To Scandolo and Robinson, one of the most interesting strange changes of these metals under pressure is what happens to the electrons. With increasing pressure, the electrons are no longer zipping around in semi-spherical clouds around the cores of the atoms, delocalized. They instead congregate in the gaps between the atoms, clustering the electrons' negative charges to create something similar to an ion, a charged atom. But that cluster doesn't have a nucleus, so it's called a "pseudoanion." Scandolo explains: "The electrons are stripped away from the potassium atoms and pushed to fill the pockets between the atoms, or rather what remains of the atoms, now positively charged ions."

With these pseudoanions negatively charged, and the potassium nuclei positively charged, the material stays liquid but transforms from a metal into another material, known as an electride. "Solid-solid transitions are ubiquitous in nature, like the solid-solid transition in cocoa butter that determines the change of color of chocolate when refrigerated," says Scandolo. "But phase transitions between two liquids are extremely rare."

What makes that transition more interesting, says Scandolo, is that it's not abrupt and uniform, so that the macroscopic properties of the material can switch back and forth during the transition. Between a metal and an electride, properties like heat capacity, thermal expansion, the speed that sounds travels through the material, and reflectivity change as the underlying electronic structure changes.

That phase change is not the only interesting aspect of potassium becoming an electride under pressure: as an electride, the liquid becomes denser than the solid. "Surprisingly, we find that liquid potassium is denser than the "close-packed" solid from which it melts," says Scandolo. This shouldn't happen: atoms in liquids typically have more energy, so they move around more, taking up more space than atoms stable in a solid do.

"There is only a limited number of ways in which one can "pack" atoms in a liquid or in a solid," says Scandolo. Close-packing is one of those ways, like how grocers sometimes stack oranges in pyramids. "If you took a system of hard spheres, like oranges," says Robinson, "then close-packing is the most efficient packing of these spheres. For a system to be denser than this, there has to be some mechanism which allows the spheres to either distort or get smaller so that you can pack them more efficiently." Potassium being denser as a liquid than a solid challenges the notion of close-packing as the most efficient way to arrange atoms in space.
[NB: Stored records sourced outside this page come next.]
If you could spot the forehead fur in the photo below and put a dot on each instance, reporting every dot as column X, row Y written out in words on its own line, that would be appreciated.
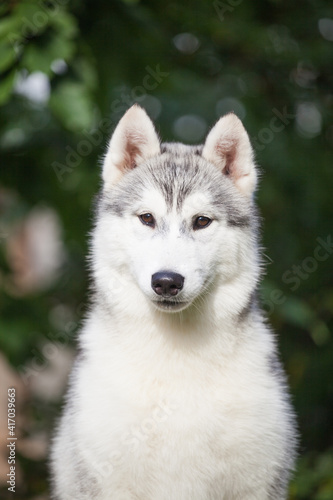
column 177, row 173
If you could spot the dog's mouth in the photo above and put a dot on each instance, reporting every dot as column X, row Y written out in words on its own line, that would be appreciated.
column 170, row 305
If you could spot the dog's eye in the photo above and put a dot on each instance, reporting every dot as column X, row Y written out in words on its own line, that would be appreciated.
column 147, row 219
column 201, row 222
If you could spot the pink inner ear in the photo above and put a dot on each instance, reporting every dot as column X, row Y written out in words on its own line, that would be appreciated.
column 132, row 153
column 227, row 153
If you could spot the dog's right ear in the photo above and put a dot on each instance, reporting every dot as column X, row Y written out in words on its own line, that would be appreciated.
column 133, row 142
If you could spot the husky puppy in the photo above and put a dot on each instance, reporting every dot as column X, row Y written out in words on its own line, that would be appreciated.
column 177, row 393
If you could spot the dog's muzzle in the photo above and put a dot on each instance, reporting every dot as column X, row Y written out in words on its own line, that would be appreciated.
column 167, row 284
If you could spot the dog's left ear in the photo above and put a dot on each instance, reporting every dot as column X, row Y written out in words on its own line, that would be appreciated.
column 228, row 147
column 133, row 141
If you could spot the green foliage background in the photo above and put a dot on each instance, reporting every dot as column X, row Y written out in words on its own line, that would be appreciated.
column 268, row 56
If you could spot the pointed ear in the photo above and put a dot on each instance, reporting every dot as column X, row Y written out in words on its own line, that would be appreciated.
column 133, row 141
column 228, row 147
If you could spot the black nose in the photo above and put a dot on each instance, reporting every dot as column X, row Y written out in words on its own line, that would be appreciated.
column 166, row 283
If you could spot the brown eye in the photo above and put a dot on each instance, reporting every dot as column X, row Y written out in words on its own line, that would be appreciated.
column 147, row 219
column 201, row 222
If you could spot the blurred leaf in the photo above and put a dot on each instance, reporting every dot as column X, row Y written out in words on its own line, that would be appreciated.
column 7, row 56
column 6, row 86
column 71, row 103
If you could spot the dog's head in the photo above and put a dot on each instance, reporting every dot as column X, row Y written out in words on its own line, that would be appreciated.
column 174, row 221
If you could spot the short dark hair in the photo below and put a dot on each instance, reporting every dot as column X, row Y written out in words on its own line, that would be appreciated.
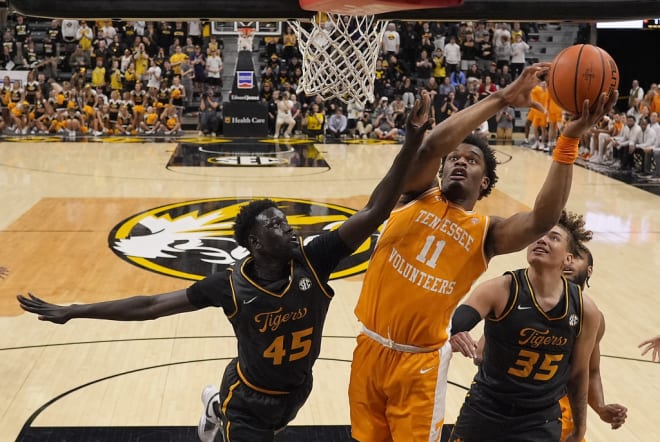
column 587, row 253
column 574, row 223
column 489, row 159
column 246, row 220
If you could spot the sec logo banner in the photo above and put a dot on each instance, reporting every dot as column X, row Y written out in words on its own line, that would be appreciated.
column 193, row 239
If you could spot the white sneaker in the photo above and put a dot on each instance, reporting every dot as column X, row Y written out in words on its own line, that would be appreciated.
column 209, row 423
That mystery, of a liquid somehow denser than a solid, was solved as the group investigated the dynamics of the electron structure of liquid potassium. "The atoms are no longer to be assumed to be well approximated by spheres, due to their transformation into a more complex "electride" complexes, made of cations and pseudoanions," says Scandolo. Robinson continues: "With increasing pressure, the liquid becomes more electride-like with bonding which is still more or less ionic. But becoming electride-like also allows the system to compress the electrons much more."

"The most surprising part of this study for me," says Scandolo, "is the finding that a simple elemental metal like potassium, a textbook example of "normal" behavior when studied at ambient conditions, displays instead such a rich and interesting behavior when it is compressed to moderate pressures." For Robinson, "I have always thought that the liquid alkali metals would form electrides under pressure, so I am glad to see that we can quantify this."

"The excitement comes at the realization that the transformation does not originate simply from a better packing of the atoms," Scandolo says, "but from a dramatic change of the underlying electronic structure."